Тогда я пропустил все это через себя. Я и теперь чувствую это так же остро: когда покупатель берет рубашку, он должен увидеть в ней что-то особенное. Поэтому я мысленно составил контрольный список. Это классика? Галочка. Это свежо? Галочка. Это новое? Галочка. Это весело? Галочка. Это круто? Галочка. Это сидит по фигуре? Галочка. Это функционально? Галочка. Сможет ли это привлечь внимание клиента из модной индустрии? Галочка. Будет ли это привлекательно для постоянного клиента, обычного человека? Галочка. Отличается ли это от других предложений в данной сфере? Галочка. Это выглядит дороже, чем есть на самом деле? Галочка. Имеются ли у этого изделия уникальные детали, которые отличают его от подобных вещей? Галочка. Это изготовлено добротно? Галочка. Это в тренде? Галочка. Это актуально? Галочка. Не слишком ли авангардно? Галочка. Не устарело ли? Галочка. Каждый аспект каждого предмета одежды должен был пройти этот контрольный список.

А самое главное, коллекция должна быть уникальной, не похожей на другие. Это был мой главный мотив.

Как я уже говорил, она должна сохранять классические черты, однако мне хотелось придать ей изюминку.

Я нанял невероятно полезного помощника Линди Доннелли, чтобы выполнить эскизы и технические рисунки, а также проработать все детали, что позволило мне сосредоточиться на дизайне. Поэтому я смотрел на образец рубашки и вещал: «Цвет не должен быть таким; он должен быть этаким. Давайте сделаем карман покрупнее. Давайте укоротим рукав». Линди делала пометки, набрасывая эскизы.

Я продумывал каждый сантиметр каждого изделия. Предлагал нестандартные решения. Придумал контрастную подкладку на стойке воротника под верхней пуговицей. Такого ни у кого не было. Долой скучную белую базовую рубашку, но при этом она сохраняла свою функциональность! С застегнутым воротником она была практически неотличима от своих более дорогих сородичей; только тот, кто носил ее, знал, насколько она крута. При расстегнутой верхней пуговице все могли увидеть эту крутость. Я конструировал эту деталь с тонким дублирующим материалом, чтобы сделать деталь мягкой и комфортной в носке.
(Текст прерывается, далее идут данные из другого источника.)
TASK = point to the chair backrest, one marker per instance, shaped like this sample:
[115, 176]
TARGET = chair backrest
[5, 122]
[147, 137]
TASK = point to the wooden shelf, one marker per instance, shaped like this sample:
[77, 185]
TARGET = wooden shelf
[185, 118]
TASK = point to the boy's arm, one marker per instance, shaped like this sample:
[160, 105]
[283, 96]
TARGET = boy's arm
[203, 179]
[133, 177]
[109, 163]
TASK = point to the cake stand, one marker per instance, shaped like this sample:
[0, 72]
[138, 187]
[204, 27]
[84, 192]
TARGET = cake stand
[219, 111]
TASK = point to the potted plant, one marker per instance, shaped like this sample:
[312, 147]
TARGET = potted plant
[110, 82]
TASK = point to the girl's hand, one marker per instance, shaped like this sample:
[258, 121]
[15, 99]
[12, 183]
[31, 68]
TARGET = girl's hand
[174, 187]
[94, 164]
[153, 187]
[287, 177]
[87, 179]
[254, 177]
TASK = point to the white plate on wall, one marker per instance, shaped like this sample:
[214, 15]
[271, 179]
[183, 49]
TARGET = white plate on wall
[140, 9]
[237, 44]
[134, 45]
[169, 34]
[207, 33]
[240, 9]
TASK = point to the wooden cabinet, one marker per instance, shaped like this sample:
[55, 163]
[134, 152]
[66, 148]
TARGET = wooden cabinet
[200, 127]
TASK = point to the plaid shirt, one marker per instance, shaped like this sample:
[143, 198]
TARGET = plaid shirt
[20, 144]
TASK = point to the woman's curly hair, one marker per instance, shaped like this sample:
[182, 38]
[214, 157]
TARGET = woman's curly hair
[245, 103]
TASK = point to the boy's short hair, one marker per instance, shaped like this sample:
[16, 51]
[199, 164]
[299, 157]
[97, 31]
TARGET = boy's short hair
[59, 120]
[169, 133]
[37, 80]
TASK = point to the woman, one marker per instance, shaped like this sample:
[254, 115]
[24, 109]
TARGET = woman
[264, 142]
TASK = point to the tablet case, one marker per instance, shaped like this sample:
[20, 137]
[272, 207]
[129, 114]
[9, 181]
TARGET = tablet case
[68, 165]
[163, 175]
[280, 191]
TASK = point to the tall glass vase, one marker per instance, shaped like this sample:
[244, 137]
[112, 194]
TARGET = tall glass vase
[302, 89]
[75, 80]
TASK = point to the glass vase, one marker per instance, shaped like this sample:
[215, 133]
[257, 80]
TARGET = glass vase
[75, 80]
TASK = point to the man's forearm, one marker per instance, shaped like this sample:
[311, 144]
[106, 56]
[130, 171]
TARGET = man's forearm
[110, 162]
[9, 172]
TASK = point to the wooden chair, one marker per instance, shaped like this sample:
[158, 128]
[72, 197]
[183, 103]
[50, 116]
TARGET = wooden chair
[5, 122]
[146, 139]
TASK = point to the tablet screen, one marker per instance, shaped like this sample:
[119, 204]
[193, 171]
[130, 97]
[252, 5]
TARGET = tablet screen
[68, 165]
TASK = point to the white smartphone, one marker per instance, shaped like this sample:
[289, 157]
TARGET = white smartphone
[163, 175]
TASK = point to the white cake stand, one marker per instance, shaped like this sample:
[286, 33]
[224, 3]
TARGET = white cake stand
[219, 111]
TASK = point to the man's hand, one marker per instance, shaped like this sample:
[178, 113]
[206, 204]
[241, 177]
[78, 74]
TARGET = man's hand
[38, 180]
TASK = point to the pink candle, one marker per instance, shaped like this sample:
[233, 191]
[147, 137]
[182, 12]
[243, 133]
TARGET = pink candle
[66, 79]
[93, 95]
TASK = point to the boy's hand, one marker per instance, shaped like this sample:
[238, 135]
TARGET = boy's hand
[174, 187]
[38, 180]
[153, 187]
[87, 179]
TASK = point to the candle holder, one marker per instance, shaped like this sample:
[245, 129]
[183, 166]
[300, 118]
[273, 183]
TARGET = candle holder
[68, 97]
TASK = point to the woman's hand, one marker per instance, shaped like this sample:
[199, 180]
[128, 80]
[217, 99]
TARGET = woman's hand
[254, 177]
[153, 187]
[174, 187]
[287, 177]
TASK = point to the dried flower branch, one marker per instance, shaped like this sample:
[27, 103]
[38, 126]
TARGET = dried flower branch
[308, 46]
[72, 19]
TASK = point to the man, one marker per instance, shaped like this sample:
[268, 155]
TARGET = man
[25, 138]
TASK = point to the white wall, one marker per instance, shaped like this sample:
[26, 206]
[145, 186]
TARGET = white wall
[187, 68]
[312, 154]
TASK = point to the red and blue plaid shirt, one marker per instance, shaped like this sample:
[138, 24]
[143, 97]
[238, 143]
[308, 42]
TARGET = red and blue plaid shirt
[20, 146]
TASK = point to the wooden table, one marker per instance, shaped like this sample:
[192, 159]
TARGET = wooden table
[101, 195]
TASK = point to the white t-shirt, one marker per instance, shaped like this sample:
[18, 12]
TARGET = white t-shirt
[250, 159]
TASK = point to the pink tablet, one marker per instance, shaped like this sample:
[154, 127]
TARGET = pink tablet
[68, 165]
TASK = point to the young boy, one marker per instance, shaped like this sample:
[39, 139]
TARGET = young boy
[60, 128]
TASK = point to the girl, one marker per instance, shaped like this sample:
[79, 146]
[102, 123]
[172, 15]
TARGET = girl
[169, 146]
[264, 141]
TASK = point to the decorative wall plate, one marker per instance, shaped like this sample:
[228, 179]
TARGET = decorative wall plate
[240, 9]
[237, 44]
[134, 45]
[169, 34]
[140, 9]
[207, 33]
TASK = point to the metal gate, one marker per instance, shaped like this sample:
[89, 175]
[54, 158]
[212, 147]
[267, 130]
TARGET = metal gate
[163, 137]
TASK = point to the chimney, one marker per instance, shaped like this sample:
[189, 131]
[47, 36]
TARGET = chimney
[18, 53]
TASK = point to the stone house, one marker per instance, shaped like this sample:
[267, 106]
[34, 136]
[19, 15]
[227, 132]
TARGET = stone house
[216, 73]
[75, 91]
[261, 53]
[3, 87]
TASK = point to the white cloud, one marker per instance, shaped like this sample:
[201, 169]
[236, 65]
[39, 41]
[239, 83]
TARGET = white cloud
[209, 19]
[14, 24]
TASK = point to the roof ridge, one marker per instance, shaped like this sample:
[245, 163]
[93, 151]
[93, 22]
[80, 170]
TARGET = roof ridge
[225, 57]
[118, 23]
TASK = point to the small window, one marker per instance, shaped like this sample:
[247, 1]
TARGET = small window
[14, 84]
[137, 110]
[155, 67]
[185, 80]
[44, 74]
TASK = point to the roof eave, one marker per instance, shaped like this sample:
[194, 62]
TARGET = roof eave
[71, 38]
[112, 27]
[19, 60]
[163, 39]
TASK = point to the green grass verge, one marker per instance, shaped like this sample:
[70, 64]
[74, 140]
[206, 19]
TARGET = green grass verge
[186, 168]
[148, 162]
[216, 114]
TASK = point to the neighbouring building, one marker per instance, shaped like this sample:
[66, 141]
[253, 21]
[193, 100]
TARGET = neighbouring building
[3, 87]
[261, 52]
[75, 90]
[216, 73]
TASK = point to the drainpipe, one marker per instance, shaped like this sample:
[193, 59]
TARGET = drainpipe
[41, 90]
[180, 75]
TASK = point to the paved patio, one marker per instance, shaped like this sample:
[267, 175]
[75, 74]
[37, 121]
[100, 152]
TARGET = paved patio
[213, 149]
Разработал V-образный ярлык, нашиваемый внутри рубашки. Придумал его, пока находился в воздухе между Нью-Йорком и Гонконгом. Это пространство за горловиной прежде не использовалось, и вместо классического размещения ярлыка я создал для него рамку — V-образную деталь, которая была пристрочена и видна сзади. Мой бренд и логотип должны стать узнаваемыми, даже не находясь на виду.

Изначально я задумал зеленую петлю на каждой рубашке; затем сделал контрастную петлю на манжете и цветовой контраст в самой манжете. Разработал контрастную подкладку внутри рукавов, поэтому, когда парень закатывал их, он демонстрировал не только предплечья, но и некую фантазию и знак стиля. Суть в том, чтобы сделать рубашку, которая стала бы особенной. Мне хотелось, чтобы в моей одежде все предметы были особенными.

Мои фасоны брюк были удобными, но необычными, со всякими деталями. Мы предложили яркие сочетания рисунка, цвета, фактуры ткани, с правильным осветлением, с правильным раскроем, правильными пуговицами. Пояс был выполнен из контрастной ткани. Глубокие карманы, клапан со сквозной застежкой на пуговице на заднем кармане. Точное расположение шлевок. Безупречная посадка по фигуре.

Мы знали, что нам потребуются галстуки, поэтому начали переговоры с Хербом Аронсоном, главой Manhattan Industries, компании по производству шейных аксессуаров, который спросил: «А кто такой Томми Хилфигер?» Он сидел в кресле и шлепал бейсбольным мячом по бейсбольной перчатке Rawlings — шлеп-шлеп-шлеп. И выглядел как парень постарше, который в любом случае не поймет, чем мы занимаемся, поэтому я не удивился, что он отошел в сторону. Примерно через год Tommy Hilfiger стал достаточно известным брендом, и они решили, что было бы хорошей идеей заполучить наше имя для своей линии галстуков. Мы возобновили работу с Manhattan Industries, и они предоставили нам лицензию.

Город Комо в Италии был мировой столицей галстуков, шарфов и шейных платков — шелковые набивные ткани во всем своем великолепии. Мне не доводилось бывать там, поэтому поехал с Аронсоном. На озере Комо, в череде прекрасных вилл, в семейном бизнесе имеются художественные студии, такие как Ратти и Монтеро. Мы побывали дома у производителя Романо Ботта, ели пасту и выбирали галстучные фуляры[68]. Мне не хотелось, чтобы они занимались дизайном моих галстуков; я намеревался сам конструировать шейные аксессуары. И знал, чего хотел: тонкая полоска, пледовая клетка «тартан», однотонная ткань с вышитыми гербами — все в цветовой гамме по моему выбору. Хотелось, чтобы они выделялись на общем фоне.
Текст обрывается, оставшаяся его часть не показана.